2. IFMA – Instituto Federal do Maranhão
Português – Professora Joelina
Um Parafuso da Engrenagem Capitalista
Análise da música “Construção”, de Chico Buarque.
Considerada, em 2001, pelo jornal Folha de São Paulo como a
segunda melhor canção brasileira de todos os tempos - atrás de Águas de
Março, de Tom Jobim, e em 2009, pela revista Rolling Stone, como a melhor
canção brasileira de todos os tempos, “Construção”, de Chico Buarque de
Holanda, nasceu em um dos períodos mais severos da ditadura militar
brasileira, em que um dos setores que mais se expandiam com o crescimento
econômico era o da construção civil.. Oprimido pela censura e perseguição
política de 1970, Chico volta da Itália para deixar uma das suas maiores
contribuições para a MPB e a música em sua plenitude.

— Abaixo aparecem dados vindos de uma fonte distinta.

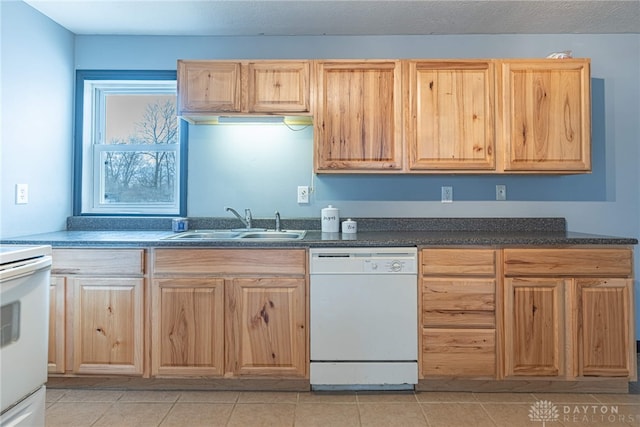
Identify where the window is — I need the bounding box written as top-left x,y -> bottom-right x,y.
74,71 -> 187,215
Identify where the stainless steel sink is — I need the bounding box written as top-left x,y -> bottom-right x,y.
163,230 -> 241,240
240,230 -> 307,240
163,229 -> 307,240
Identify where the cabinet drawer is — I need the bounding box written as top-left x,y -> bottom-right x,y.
422,278 -> 496,328
153,249 -> 306,275
51,249 -> 144,276
504,249 -> 633,277
422,328 -> 496,377
422,249 -> 496,276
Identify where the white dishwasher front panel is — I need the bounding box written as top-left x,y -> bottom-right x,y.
310,274 -> 418,362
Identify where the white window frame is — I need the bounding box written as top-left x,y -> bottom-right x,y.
81,79 -> 182,215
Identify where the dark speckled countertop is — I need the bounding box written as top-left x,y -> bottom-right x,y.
0,217 -> 638,247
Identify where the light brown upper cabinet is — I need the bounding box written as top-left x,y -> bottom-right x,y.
498,59 -> 591,173
314,60 -> 402,173
405,60 -> 495,173
178,60 -> 310,122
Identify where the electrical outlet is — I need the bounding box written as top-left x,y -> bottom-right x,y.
298,185 -> 309,203
16,184 -> 29,205
442,186 -> 453,203
496,185 -> 507,200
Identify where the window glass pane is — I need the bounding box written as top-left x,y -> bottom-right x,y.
100,150 -> 177,204
100,94 -> 178,144
74,70 -> 186,215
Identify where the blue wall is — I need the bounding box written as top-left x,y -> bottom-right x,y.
0,1 -> 74,237
0,2 -> 640,335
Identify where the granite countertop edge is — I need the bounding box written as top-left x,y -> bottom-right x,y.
0,230 -> 638,248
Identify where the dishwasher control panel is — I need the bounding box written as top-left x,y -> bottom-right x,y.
309,248 -> 418,274
363,258 -> 415,273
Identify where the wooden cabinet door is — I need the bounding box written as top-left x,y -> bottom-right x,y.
247,61 -> 309,113
68,277 -> 144,374
225,277 -> 307,376
576,279 -> 636,378
151,278 -> 224,376
499,59 -> 591,172
178,61 -> 242,114
314,60 -> 402,172
504,278 -> 567,377
405,61 -> 495,172
48,276 -> 66,374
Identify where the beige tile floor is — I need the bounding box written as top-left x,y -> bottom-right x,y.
46,388 -> 640,427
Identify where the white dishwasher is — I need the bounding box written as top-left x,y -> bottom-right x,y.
309,247 -> 418,390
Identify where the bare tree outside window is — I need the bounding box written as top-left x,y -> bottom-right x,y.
101,95 -> 179,204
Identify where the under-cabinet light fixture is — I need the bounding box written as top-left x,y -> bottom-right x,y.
214,116 -> 313,126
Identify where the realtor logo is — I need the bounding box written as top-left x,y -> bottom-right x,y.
529,400 -> 560,427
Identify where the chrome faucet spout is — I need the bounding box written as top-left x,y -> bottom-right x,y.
244,209 -> 253,228
225,207 -> 252,228
276,211 -> 281,231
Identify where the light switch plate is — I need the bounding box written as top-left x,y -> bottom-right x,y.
16,184 -> 29,205
298,185 -> 309,203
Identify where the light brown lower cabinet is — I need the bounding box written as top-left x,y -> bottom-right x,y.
151,278 -> 224,375
49,249 -> 145,375
504,278 -> 567,377
420,248 -> 498,379
151,248 -> 308,377
48,276 -> 66,374
503,248 -> 637,380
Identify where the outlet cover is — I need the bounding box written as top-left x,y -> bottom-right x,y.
496,185 -> 507,200
442,186 -> 453,203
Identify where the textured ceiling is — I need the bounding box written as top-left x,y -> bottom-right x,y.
22,0 -> 640,36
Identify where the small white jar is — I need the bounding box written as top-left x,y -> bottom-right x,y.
342,218 -> 358,234
321,205 -> 340,233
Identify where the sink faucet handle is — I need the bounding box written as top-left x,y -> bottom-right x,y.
244,209 -> 253,228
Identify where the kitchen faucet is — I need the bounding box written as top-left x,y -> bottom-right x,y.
225,207 -> 253,228
276,211 -> 281,231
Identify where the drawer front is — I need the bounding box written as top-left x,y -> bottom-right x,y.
422,328 -> 496,377
422,278 -> 496,328
51,249 -> 144,276
422,249 -> 496,276
153,249 -> 306,275
504,249 -> 633,277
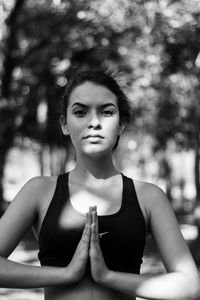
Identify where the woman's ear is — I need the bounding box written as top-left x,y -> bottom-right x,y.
60,115 -> 69,135
119,123 -> 126,135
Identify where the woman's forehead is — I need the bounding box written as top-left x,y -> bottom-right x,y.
69,82 -> 117,105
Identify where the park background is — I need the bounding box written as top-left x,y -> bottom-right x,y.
0,0 -> 200,300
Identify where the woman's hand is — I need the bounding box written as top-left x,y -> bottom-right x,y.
89,206 -> 109,283
67,207 -> 93,283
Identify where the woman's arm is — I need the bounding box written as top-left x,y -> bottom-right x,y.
91,184 -> 199,300
0,177 -> 91,288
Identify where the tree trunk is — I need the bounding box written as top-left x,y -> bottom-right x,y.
194,128 -> 200,206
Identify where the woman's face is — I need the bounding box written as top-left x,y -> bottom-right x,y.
62,82 -> 120,156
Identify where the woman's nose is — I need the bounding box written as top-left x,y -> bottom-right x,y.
88,113 -> 101,128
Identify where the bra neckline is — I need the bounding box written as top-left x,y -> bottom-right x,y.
64,172 -> 126,218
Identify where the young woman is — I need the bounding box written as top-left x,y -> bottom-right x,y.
0,71 -> 199,300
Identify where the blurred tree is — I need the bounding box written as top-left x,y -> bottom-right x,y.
0,0 -> 148,211
154,1 -> 200,204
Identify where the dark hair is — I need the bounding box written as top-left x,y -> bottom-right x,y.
61,70 -> 132,150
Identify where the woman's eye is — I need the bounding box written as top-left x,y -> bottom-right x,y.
74,110 -> 86,117
102,110 -> 113,116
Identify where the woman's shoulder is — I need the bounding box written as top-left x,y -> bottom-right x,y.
24,176 -> 58,199
126,176 -> 168,209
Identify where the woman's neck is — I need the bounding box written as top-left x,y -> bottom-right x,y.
72,154 -> 119,180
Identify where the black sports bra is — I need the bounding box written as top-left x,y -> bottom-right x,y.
38,173 -> 146,274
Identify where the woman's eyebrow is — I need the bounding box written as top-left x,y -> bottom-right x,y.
72,102 -> 116,108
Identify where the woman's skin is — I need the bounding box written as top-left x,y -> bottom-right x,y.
0,82 -> 199,300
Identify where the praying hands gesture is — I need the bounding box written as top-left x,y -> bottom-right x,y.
68,206 -> 109,283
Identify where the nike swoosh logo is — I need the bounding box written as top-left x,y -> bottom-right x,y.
99,231 -> 109,239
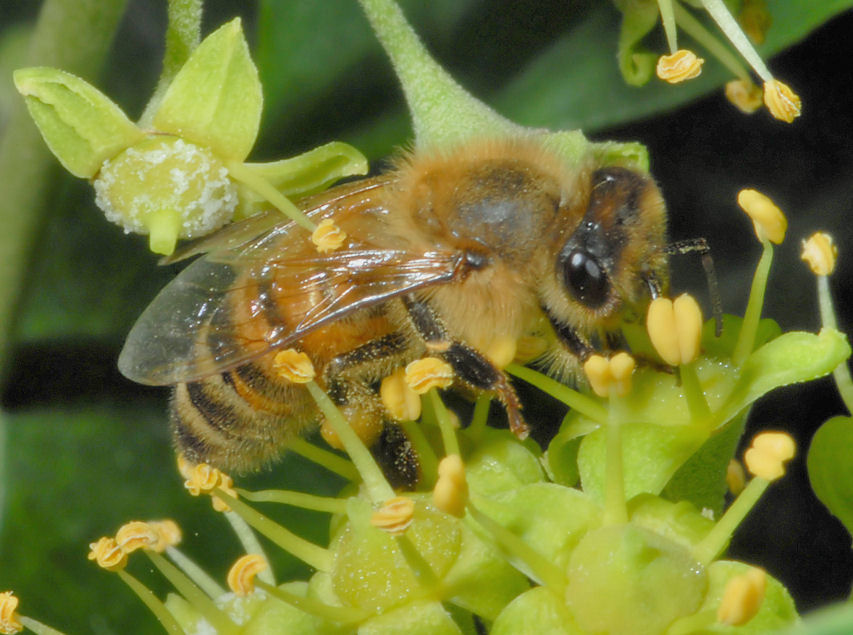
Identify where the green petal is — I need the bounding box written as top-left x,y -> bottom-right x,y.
14,67 -> 143,178
152,18 -> 263,161
807,417 -> 853,534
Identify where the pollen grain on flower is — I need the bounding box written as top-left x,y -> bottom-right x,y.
737,188 -> 788,245
655,49 -> 705,84
226,553 -> 269,597
0,591 -> 24,635
800,232 -> 838,276
406,357 -> 453,395
717,567 -> 767,626
370,496 -> 415,536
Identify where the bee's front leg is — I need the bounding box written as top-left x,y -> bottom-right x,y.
403,295 -> 529,439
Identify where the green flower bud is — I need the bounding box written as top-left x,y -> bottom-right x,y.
14,67 -> 144,178
152,18 -> 263,162
94,136 -> 237,254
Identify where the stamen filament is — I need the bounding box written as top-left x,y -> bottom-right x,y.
658,0 -> 678,53
143,549 -> 237,634
255,580 -> 371,624
427,388 -> 459,455
732,240 -> 773,366
225,511 -> 275,584
675,3 -> 749,79
305,381 -> 394,505
468,502 -> 568,597
397,421 -> 438,489
678,362 -> 711,423
817,276 -> 853,413
287,437 -> 361,483
216,489 -> 332,571
226,161 -> 317,232
693,477 -> 770,565
115,569 -> 184,635
504,364 -> 608,424
166,547 -> 225,599
237,489 -> 347,516
702,0 -> 773,82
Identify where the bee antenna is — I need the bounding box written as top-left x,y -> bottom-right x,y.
664,238 -> 723,337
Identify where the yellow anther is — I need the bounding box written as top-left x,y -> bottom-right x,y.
227,553 -> 268,596
87,536 -> 127,571
583,352 -> 636,397
483,335 -> 517,368
432,454 -> 468,518
655,49 -> 705,84
273,348 -> 316,384
370,496 -> 415,536
743,432 -> 797,481
738,0 -> 773,46
379,368 -> 421,421
717,568 -> 767,626
737,189 -> 788,245
725,79 -> 764,115
800,232 -> 838,276
0,591 -> 24,635
646,293 -> 702,366
515,335 -> 548,364
764,79 -> 802,123
406,357 -> 453,395
148,519 -> 182,553
726,459 -> 746,496
311,218 -> 347,254
115,520 -> 160,553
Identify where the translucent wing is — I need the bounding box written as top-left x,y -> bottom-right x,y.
119,182 -> 466,384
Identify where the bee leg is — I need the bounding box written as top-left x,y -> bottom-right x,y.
542,306 -> 595,362
403,295 -> 530,439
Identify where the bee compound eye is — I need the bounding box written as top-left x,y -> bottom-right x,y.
563,249 -> 610,309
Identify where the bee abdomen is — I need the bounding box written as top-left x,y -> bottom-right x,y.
170,364 -> 317,472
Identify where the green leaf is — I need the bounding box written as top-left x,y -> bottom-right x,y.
717,329 -> 850,422
152,18 -> 263,162
807,417 -> 853,534
14,67 -> 144,178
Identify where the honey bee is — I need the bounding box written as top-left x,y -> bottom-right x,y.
119,138 -> 669,482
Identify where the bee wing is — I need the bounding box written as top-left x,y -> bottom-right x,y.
119,176 -> 465,385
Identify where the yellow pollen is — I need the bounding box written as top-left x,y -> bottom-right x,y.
0,591 -> 24,634
725,79 -> 764,115
273,348 -> 316,384
656,49 -> 705,84
743,432 -> 797,481
432,454 -> 468,518
227,553 -> 268,597
87,536 -> 127,571
800,232 -> 838,276
717,568 -> 767,626
483,335 -> 517,368
737,189 -> 788,245
115,520 -> 160,553
726,459 -> 746,496
406,357 -> 453,395
148,519 -> 183,553
311,218 -> 347,254
370,496 -> 415,536
764,79 -> 802,123
379,368 -> 421,421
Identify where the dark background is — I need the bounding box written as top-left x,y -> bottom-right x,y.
0,0 -> 853,633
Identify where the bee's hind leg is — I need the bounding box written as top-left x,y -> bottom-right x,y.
403,295 -> 530,439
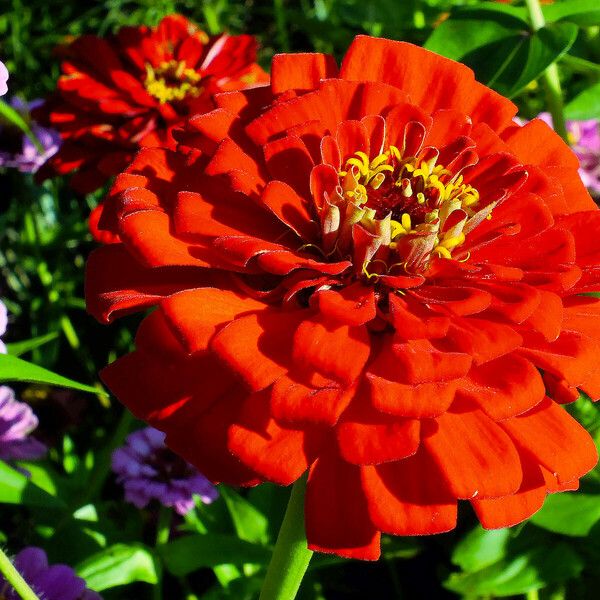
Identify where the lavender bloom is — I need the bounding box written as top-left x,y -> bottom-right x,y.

"Construção" narra a história de um trabalhador da construção
civil morto no exercício de sua profissão, desde a saída de casa para o trabalho
até o momento da queda mortal. A letra contém uma forte crítica
à alienação do trabalhador na sociedade capitalista moderna e urbana,
reduzido à condição mecânica.
A música, em geral, evidencia a tese básica do processo de alienação,
designada no Marxismo pela total reificação do operário, que, em dado
momento, expõe os seus sentimentos de maneira lógica, a exemplo de um
objeto que funciona segundo as coordenadas de uma irretorquível engenharia.
O operário sem nome faz tudo sem questionar, apenas condicionado
ao seu trabalho; algo tão comum que o faz automaticamente. Remete-se à
submissão forçada, o obedecer-ou-ser-punido, da ditadura militar.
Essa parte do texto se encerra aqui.